China's Railway on top of the world
China announced the completion of a history-making railway on the roof of the world, a 1,956-km-long project that is comparable to the Great Wall.
The announcement was made at a ceremony held at the Lhasa railway Station to mark the country’s success in “making the impossible possible’ “ by building a railway line across 5,000-meter-high mountain ranges and a 550-km-long frozen belt.
Tibet’s regional capital basked in glory as merrymaking crowd of railway builders, officials and ordinary citizens hailed in Tribetan and Mandarin the completion of the railway that is soon on to prove a more efficient and affordable means of transportation.

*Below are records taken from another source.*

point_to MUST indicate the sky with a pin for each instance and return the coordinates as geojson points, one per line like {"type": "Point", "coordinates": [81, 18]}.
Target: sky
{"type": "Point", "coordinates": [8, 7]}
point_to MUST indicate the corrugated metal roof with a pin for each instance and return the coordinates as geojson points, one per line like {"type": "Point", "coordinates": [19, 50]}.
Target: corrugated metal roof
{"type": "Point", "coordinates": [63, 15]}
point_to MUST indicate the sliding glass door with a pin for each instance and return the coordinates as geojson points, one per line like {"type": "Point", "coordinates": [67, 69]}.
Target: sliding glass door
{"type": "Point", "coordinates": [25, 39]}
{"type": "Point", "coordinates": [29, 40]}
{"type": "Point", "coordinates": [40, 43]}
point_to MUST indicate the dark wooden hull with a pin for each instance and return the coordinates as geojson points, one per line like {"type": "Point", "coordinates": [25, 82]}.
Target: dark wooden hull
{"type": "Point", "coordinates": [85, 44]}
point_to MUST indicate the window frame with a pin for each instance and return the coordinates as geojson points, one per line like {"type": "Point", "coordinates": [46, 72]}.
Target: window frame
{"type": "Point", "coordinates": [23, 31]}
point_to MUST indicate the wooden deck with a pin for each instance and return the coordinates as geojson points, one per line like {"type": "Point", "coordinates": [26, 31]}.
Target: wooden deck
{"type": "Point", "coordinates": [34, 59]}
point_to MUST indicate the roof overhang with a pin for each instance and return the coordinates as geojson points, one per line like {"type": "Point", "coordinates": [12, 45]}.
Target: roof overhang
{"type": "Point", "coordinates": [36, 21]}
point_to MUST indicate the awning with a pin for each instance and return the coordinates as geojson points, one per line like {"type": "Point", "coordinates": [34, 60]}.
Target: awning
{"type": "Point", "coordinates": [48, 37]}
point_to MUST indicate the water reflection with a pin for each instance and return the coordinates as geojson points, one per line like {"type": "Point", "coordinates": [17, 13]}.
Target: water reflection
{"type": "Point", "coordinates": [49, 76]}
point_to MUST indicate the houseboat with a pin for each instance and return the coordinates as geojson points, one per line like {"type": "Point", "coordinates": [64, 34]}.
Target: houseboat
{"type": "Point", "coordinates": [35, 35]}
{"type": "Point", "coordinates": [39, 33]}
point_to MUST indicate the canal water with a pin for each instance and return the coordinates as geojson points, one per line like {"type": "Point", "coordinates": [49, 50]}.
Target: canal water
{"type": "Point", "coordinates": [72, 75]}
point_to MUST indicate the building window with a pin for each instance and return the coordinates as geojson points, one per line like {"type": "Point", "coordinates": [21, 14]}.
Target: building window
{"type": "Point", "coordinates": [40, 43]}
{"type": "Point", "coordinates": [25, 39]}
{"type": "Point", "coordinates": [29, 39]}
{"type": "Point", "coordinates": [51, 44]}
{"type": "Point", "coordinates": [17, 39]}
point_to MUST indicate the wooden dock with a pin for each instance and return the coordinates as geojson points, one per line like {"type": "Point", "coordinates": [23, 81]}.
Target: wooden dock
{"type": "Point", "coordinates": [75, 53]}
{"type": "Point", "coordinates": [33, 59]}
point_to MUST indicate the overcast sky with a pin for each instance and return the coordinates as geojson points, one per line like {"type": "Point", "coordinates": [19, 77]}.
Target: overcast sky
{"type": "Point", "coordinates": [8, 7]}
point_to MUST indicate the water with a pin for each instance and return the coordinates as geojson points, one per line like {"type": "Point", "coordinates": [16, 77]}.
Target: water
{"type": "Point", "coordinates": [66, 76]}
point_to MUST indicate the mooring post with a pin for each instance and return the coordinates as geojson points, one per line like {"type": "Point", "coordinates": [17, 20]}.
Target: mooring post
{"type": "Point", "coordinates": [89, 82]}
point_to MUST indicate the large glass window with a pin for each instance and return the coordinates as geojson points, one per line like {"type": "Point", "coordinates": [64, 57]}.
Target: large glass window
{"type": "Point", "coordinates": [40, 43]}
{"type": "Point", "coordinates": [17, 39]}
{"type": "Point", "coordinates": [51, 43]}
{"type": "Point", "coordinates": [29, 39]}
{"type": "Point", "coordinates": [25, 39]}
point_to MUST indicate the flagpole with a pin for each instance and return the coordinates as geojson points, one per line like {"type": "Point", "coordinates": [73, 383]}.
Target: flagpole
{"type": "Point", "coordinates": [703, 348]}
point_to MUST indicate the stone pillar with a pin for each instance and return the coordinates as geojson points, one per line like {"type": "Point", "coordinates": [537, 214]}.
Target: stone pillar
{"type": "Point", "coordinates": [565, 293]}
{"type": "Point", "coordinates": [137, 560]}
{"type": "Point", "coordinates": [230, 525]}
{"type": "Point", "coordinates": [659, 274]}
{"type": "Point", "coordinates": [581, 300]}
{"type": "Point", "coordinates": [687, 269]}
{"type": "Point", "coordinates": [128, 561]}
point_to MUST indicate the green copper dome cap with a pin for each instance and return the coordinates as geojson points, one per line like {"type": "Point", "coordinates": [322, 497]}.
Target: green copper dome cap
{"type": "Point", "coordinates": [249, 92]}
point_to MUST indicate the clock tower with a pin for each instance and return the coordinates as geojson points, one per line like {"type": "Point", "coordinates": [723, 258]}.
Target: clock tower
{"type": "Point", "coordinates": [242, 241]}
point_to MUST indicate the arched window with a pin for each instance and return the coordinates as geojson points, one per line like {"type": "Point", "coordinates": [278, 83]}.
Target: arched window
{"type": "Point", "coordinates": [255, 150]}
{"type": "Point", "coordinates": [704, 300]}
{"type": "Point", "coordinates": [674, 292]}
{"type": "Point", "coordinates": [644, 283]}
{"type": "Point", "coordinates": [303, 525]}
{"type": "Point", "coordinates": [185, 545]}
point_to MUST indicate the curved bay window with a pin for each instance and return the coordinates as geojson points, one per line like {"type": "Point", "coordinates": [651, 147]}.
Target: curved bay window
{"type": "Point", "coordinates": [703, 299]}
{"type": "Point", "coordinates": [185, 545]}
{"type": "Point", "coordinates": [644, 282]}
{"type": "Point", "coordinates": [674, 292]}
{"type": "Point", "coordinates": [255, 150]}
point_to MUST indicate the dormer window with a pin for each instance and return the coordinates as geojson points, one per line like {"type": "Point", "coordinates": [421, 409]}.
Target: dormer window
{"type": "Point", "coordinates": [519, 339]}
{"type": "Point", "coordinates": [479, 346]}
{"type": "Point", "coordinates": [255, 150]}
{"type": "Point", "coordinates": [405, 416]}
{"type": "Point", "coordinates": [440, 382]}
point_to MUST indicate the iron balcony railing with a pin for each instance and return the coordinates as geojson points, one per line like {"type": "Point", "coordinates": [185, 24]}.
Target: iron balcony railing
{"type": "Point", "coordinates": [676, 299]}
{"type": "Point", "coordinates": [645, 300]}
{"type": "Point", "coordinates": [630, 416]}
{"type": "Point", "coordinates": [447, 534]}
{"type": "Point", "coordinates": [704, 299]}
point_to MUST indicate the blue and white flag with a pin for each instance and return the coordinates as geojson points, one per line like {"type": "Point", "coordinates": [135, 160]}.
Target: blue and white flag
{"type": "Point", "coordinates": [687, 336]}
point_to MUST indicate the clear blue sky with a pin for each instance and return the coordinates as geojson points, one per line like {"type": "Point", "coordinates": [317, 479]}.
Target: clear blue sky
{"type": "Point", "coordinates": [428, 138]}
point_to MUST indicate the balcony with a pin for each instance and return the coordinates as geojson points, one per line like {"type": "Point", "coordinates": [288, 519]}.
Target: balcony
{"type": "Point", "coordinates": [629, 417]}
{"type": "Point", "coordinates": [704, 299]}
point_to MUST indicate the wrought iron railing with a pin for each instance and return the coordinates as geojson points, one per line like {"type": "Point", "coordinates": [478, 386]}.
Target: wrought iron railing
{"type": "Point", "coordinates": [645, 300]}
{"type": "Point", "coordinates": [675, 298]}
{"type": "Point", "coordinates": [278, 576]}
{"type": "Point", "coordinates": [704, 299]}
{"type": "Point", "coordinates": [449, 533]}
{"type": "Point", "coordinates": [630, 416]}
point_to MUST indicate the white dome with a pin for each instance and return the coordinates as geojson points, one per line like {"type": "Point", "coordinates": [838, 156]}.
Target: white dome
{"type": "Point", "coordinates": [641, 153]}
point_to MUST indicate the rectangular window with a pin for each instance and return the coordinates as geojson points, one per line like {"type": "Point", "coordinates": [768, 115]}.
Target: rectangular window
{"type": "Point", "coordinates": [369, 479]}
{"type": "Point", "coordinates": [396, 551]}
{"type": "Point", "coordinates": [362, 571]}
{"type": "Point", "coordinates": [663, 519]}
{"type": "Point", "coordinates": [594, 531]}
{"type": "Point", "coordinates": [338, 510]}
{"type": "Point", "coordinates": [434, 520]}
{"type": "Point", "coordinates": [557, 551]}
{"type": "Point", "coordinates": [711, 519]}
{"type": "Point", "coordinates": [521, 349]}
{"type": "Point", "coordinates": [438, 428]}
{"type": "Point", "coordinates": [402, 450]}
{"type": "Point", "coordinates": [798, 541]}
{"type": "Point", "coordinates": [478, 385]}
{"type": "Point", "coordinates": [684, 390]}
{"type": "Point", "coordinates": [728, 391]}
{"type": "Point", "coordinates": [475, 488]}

“In my younger days, I thought we’d have to wait for 100 years for a railway in my hometown,” said Qamba Zoinzhu, a 58-year-old businessman in Lhasa.
The newly completed Golmud-Lhasa section of the railway, zigzagging 1,142 kilometers across the Kunlun and Tanggula mountain Ranges, has rewritten the world’s history of railway construction.
Its highest point is 5,072 kilometers above sea level, at least 200 meters higher than the Peruvian railway in the Andes, which was previously the world’s most elevated track. State-Of-the-art technologies, management expertise and efficient teamwork have turned the impossible Possible.
Even in areas where the least exertion sends one to the side of oxygen bottle, no single death of altitude disease was reported among thousands of railway builders.